Why did HB suggest the PP for non-USers, to use their local currency/bonds/stocks?
I understand the theory of "spend in dollars, invest in dollars; spend in Yen, invest in Yen," however most purchases are global commodities. Even real estate can be considered a global commodity, as evidenced in the housing crisis of 2008 where foreign investors swooped up real estate in the US, primarily in areas like Miami that are attractive as vacation destinations for rich foreigners.
There's also the argument that if the US economy collapses and you lost 75% of your portfolio, the whole world would be collapsed and we'd just need canned beans and ammo. However, at a certain point, this may no longer be true. It was true of England in 1600. It's no longer true of England now. If England were destroyed by a meteor tomorrow, the global economy would move on. Eventually the US is going to stop being such a huge part of the global economy.
Everything I've written in this thread is why I invest 50% of my equities in international stocks. This way, I still have 37.5% of my assets in non-US things. While my 12.5% allocation to international equities will likely be ravished if the US economy is destroyed, it's still some protection. Maybe with the US out of the picture, European companies will take over selling widgets to the rest of the world, and maybe my 12.5% international equities will rise substantially, along with my gold.
The primary question of this thread, is why does PP work in countries outside of the US? The fundamentals seem different.
I imagine this only works because the US is so central to the entire global economy. If you lived in Zimbabwe and had 25% Zimbabwe stocks, 25% Zimbabwe govt bonds, 25% Zimbabwe cash, and 25% gold, and the country got destroyed, you'd essentially lose 75% of your assets, and gold likely wouldn't move very much.
The question is whether gold relative to Zimbabwe "assets" would rise, and the answer is probably yes, because Real Estate in Zimbabwe would likely be dirt cheap, but if the country collapsed, would you really want to live there? Also food and energy are global commodities, so your gold would have the same purchasing power for most of your spending needs as it did before the collapse.
Why did HB suggest the PP for non-USers, to use their local currency/bonds/stocks?
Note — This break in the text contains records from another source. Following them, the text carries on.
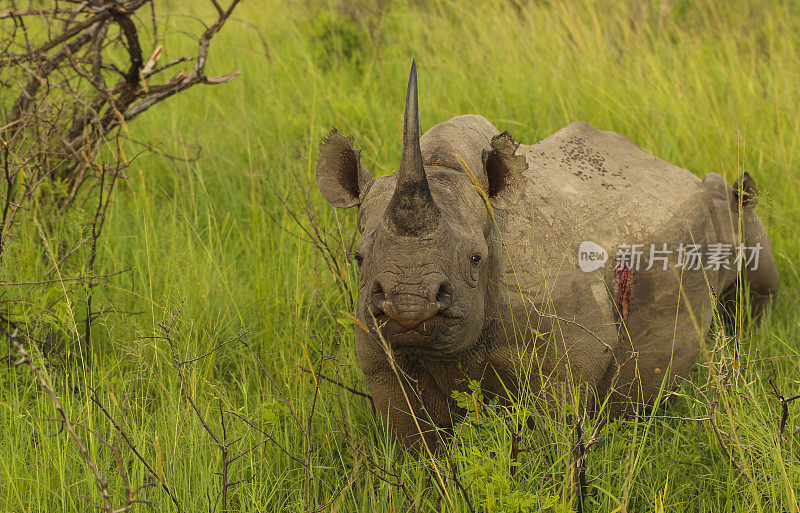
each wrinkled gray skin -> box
[316,63,780,449]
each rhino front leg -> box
[361,358,458,451]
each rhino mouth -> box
[369,312,462,349]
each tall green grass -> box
[2,0,799,511]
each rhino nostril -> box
[370,281,387,316]
[435,280,453,311]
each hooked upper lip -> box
[365,310,460,345]
[368,308,460,325]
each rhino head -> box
[316,61,527,445]
[316,62,523,356]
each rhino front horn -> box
[385,60,442,236]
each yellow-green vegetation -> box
[2,0,799,511]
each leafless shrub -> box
[2,1,241,510]
[1,0,241,210]
[1,0,241,356]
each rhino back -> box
[497,121,717,288]
[492,121,720,400]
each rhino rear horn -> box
[385,60,442,235]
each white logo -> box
[578,241,608,272]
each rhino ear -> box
[316,129,374,208]
[482,131,527,207]
[734,172,759,209]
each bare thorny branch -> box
[0,0,243,364]
[11,328,157,513]
[141,302,389,512]
[1,1,242,511]
[572,412,606,513]
[151,303,324,512]
[767,375,800,435]
[1,0,242,257]
[89,386,184,511]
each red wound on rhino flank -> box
[614,258,635,323]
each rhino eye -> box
[353,253,364,267]
[470,254,482,266]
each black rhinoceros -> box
[316,62,780,448]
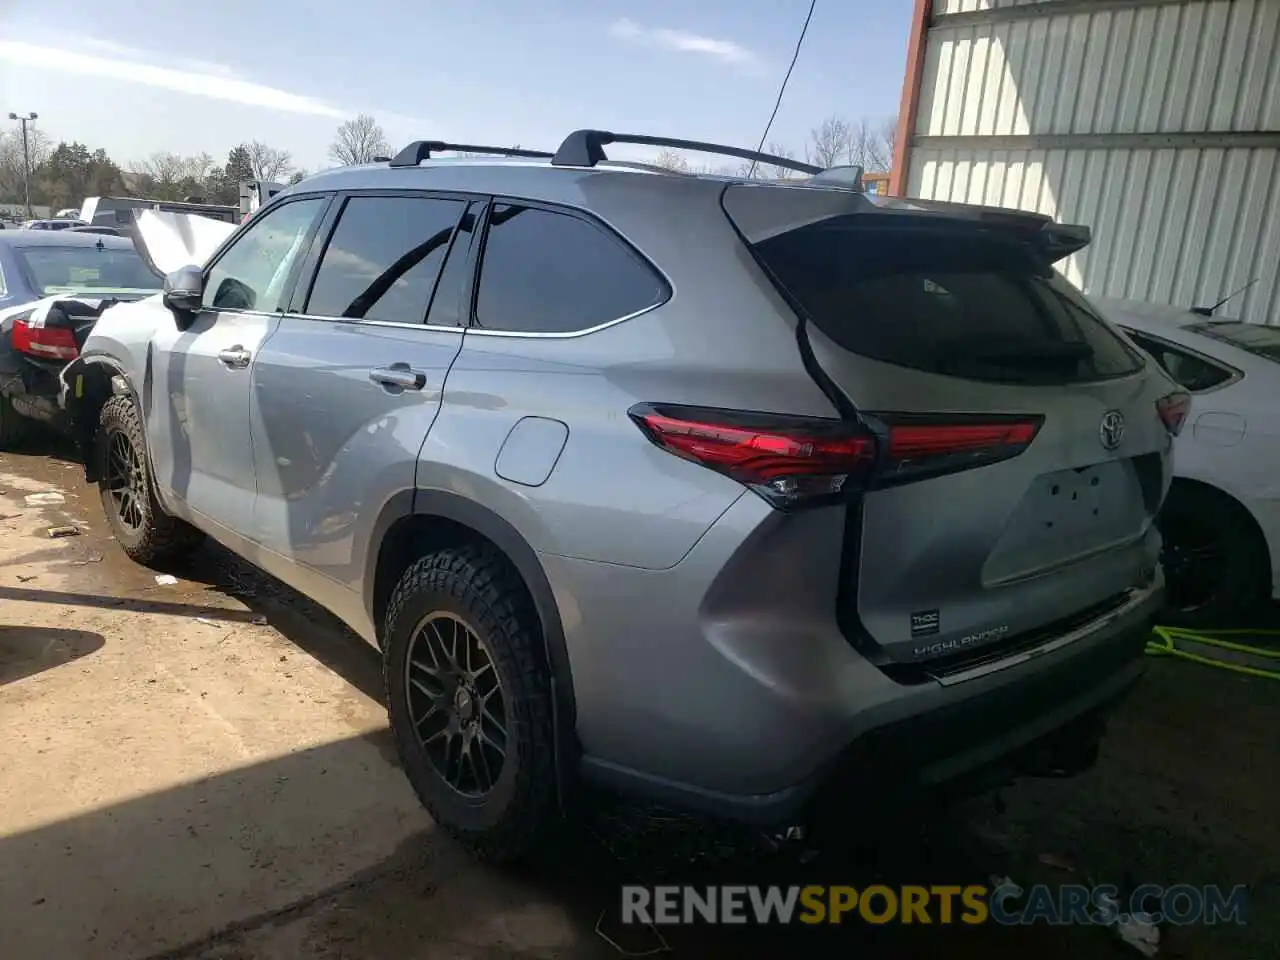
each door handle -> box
[218,346,251,368]
[369,365,427,390]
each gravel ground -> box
[1,438,1275,960]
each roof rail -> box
[389,141,554,168]
[551,130,822,176]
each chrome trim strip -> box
[465,298,669,339]
[282,293,671,339]
[933,583,1158,687]
[285,313,466,334]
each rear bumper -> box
[582,590,1154,825]
[1,334,70,429]
[550,492,1162,825]
[0,366,69,429]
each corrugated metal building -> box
[890,0,1280,326]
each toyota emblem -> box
[1099,410,1125,451]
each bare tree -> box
[135,151,216,184]
[330,114,391,166]
[762,140,800,180]
[0,127,53,202]
[652,149,691,172]
[848,117,897,172]
[246,140,293,181]
[806,116,852,169]
[131,152,219,201]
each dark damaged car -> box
[0,231,162,447]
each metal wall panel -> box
[907,0,1280,325]
[909,147,1280,325]
[935,0,1055,15]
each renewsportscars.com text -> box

I understand the theory of "spend in dollars, invest in dollars; spend in Yen, invest in Yen," however most purchases are global commodities. Even real estate can be considered a global commodity, as evidenced in the housing crisis of 2008 where foreign investors swooped up real estate in the US, primarily in areas like Miami that are attractive as vacation destinations for rich foreigners.
There's also the argument that if the US economy collapses and you lost 75% of your portfolio, the whole world would be collapsed and we'd just need canned beans and ammo. However, at a certain point, this may no longer be true. It was true of England in 1600. It's no longer true of England now. If England were destroyed by a meteor tomorrow, the global economy would move on. Eventually the US is going to stop being such a huge part of the global economy.
Everything I've written in this thread is why I invest 50% of my equities in international stocks. This way, I still have 37.5% of my assets in non-US things. While my 12.5% allocation to international equities will likely be ravished if the US economy is destroyed, it's still some protection. Maybe with the US out of the picture, European companies will take over selling widgets to the rest of the world, and maybe my 12.5% international equities will rise substantially, along with my gold.
The primary question of this thread, is why does PP work in countries outside of the US? The fundamentals seem different.